Furthermore, Lok et al. demonstrated that the combination of daclatasvir (NS5A inhibitor) and asunaprevir (NS3/4A protease inhibitor) with PEG-IFN/RBV was effective for patients infected with HCV genotype 1 who had had null response to prior PEG-IFN/RBV therapy: the SVR rate was 90%.[74] In robust treatment such as this quadruple therapy, the IL28B genotype might indeed not be associated with treatment outcome.

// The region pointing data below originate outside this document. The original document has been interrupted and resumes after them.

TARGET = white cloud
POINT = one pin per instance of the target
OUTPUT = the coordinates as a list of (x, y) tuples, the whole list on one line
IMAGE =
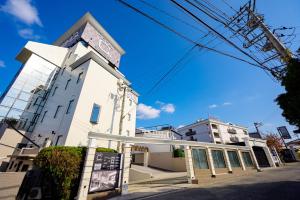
[(147, 112), (227, 104), (180, 126), (29, 34), (2, 64), (22, 10), (168, 108), (213, 106)]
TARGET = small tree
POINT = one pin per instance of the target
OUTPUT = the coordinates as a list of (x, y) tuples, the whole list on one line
[(275, 141)]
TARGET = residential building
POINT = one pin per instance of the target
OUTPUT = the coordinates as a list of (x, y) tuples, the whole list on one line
[(65, 90), (218, 132), (161, 132)]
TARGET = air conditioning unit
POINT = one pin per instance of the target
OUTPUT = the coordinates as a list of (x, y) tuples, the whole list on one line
[(35, 193)]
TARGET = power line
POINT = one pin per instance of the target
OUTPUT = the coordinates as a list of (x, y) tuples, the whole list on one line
[(216, 32), (185, 37), (172, 16), (171, 69)]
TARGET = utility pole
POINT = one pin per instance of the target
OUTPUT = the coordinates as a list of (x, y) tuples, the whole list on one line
[(280, 48), (256, 125)]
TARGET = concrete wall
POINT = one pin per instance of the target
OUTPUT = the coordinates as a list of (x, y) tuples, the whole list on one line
[(11, 138), (136, 175), (166, 161)]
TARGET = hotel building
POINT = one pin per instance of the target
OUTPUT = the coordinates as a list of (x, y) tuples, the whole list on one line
[(69, 88)]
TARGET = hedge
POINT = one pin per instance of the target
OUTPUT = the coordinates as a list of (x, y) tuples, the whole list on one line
[(63, 165)]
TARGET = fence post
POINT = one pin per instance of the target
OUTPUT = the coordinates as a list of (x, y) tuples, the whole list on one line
[(189, 164), (211, 162), (126, 166)]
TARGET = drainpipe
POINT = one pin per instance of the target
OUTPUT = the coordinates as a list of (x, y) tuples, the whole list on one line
[(122, 117)]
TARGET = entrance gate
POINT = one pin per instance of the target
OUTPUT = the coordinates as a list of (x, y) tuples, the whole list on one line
[(127, 143), (261, 156)]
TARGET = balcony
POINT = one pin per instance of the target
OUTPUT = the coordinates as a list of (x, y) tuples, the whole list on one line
[(231, 131)]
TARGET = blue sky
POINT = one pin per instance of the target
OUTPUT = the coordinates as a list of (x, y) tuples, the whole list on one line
[(207, 84)]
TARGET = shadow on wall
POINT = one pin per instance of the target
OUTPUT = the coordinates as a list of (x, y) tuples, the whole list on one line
[(283, 190)]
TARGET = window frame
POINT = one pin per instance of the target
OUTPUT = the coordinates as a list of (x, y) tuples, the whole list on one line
[(57, 111), (67, 84), (45, 112), (95, 106), (79, 77), (54, 91), (71, 102)]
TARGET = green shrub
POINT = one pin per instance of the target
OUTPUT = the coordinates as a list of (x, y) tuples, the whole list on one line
[(178, 153), (102, 149), (64, 165)]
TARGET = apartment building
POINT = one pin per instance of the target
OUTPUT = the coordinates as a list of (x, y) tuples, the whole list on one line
[(72, 87), (218, 132), (215, 131)]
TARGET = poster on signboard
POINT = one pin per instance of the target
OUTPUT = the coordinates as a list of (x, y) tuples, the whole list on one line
[(105, 173), (104, 180)]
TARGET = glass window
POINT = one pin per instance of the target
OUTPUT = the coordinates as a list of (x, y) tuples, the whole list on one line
[(19, 104), (68, 81), (44, 116), (7, 101), (70, 106), (24, 96), (63, 70), (218, 158), (24, 125), (233, 159), (79, 77), (247, 159), (36, 101), (129, 117), (54, 91), (216, 135), (214, 126), (58, 140), (95, 114), (200, 158), (57, 111)]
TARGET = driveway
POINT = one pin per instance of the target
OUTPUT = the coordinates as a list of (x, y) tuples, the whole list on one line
[(275, 184)]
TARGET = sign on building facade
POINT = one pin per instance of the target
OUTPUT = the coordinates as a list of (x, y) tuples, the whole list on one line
[(106, 172), (96, 40), (284, 132)]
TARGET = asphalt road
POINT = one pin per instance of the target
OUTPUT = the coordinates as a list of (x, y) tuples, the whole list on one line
[(273, 184)]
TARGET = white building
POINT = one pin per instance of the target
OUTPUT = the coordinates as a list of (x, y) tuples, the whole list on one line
[(166, 133), (71, 87), (215, 131), (218, 132)]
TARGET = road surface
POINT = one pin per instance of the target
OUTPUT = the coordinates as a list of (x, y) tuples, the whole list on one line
[(273, 184)]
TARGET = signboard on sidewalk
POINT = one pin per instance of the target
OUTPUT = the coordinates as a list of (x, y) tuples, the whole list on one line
[(106, 171), (284, 132)]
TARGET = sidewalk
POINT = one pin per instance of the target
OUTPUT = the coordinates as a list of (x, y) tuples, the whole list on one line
[(144, 191)]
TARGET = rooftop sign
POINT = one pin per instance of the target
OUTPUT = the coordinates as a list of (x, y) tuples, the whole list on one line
[(96, 40)]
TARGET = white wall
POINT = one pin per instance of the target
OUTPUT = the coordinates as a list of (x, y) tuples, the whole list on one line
[(100, 87), (202, 132)]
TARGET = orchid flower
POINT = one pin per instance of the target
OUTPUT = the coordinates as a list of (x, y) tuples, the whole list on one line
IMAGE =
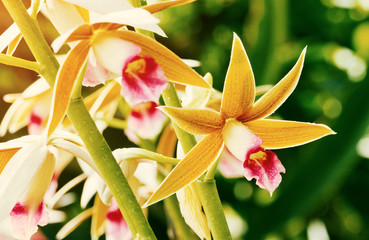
[(240, 128)]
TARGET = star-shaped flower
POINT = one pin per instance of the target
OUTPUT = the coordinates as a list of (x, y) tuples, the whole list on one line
[(240, 128)]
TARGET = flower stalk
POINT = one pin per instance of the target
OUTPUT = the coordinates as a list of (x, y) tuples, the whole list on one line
[(83, 123)]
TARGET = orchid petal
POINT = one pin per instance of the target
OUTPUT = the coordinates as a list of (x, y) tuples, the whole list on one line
[(274, 98), (281, 134), (174, 68), (64, 16), (6, 155), (159, 6), (265, 167), (239, 139), (195, 121), (138, 18), (66, 78), (26, 163), (239, 86), (8, 36), (81, 32), (192, 166), (98, 218), (102, 7), (25, 220), (229, 165), (145, 120), (192, 211), (95, 75), (114, 53)]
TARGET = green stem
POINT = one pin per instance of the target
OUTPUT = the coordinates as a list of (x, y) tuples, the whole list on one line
[(212, 205), (84, 124), (19, 62), (109, 169)]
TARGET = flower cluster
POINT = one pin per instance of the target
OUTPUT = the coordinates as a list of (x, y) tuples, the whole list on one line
[(112, 51)]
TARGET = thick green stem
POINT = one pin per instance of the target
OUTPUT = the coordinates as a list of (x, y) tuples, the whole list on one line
[(19, 62), (84, 124), (109, 169), (212, 207)]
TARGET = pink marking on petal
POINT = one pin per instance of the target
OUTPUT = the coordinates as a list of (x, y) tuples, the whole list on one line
[(25, 220), (145, 121), (143, 80), (116, 226), (95, 75), (265, 167)]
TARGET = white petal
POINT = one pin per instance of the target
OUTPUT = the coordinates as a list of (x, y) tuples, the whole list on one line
[(9, 35), (102, 7), (18, 174), (239, 139), (113, 53)]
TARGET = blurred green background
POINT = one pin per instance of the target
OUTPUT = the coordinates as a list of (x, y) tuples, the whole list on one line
[(325, 191)]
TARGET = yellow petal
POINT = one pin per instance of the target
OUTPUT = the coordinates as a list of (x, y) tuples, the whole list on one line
[(274, 98), (192, 166), (67, 76), (157, 7), (195, 121), (5, 156), (98, 218), (174, 68), (282, 134), (13, 45), (239, 86)]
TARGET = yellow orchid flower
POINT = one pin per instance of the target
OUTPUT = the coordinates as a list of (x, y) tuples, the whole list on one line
[(240, 128)]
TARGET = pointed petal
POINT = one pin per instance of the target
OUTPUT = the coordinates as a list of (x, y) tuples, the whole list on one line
[(174, 68), (26, 163), (265, 167), (281, 134), (114, 53), (159, 6), (8, 36), (145, 120), (274, 98), (98, 218), (195, 121), (239, 86), (192, 166), (102, 7), (67, 76), (239, 140), (6, 155), (142, 80), (192, 211)]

IFN-free therapy is expected to become the standard of care in future and is clearly required especially in IFN-resistant patients. Chayama et al. demonstrated that 9 of 10 patients infected with HCV genotype 1b who had failed to respond to prior PEG-IFN/RBV therapy experienced SVR on an IFN-free regimen containing daclatasvir (NA5A inhibitor) and asunaprevir (NS3/4A protease inhibitor).[75] This suggests that combination therapy with potent DAAs might obscure the influence of IL28B polymorphisms on treatment efficacy. However, it has been reported that IL28B polymorphisms may affect viral kinetics even in the context of IFN-free regimens in the case of a combination of mericitabine (NS5B polymerase inhibitor) and danoprevir (NS3/4A protease inhibitor).[76] Moreover, in a phase 2b, randomized, open-label trial of faldaprevir (NS3/4A protease inhibitor) and deleobuvir (NS5B polymerase inhibitor), the SVR rates tended to be higher in patients with CC at rs12979860 than in those with non-CC.[77] This suggests that innate immunity may still be important and IL28B genotype may affect treatment efficacy in certain IFN-free regimens. Larger cohort sizes will be required to confirm such associations.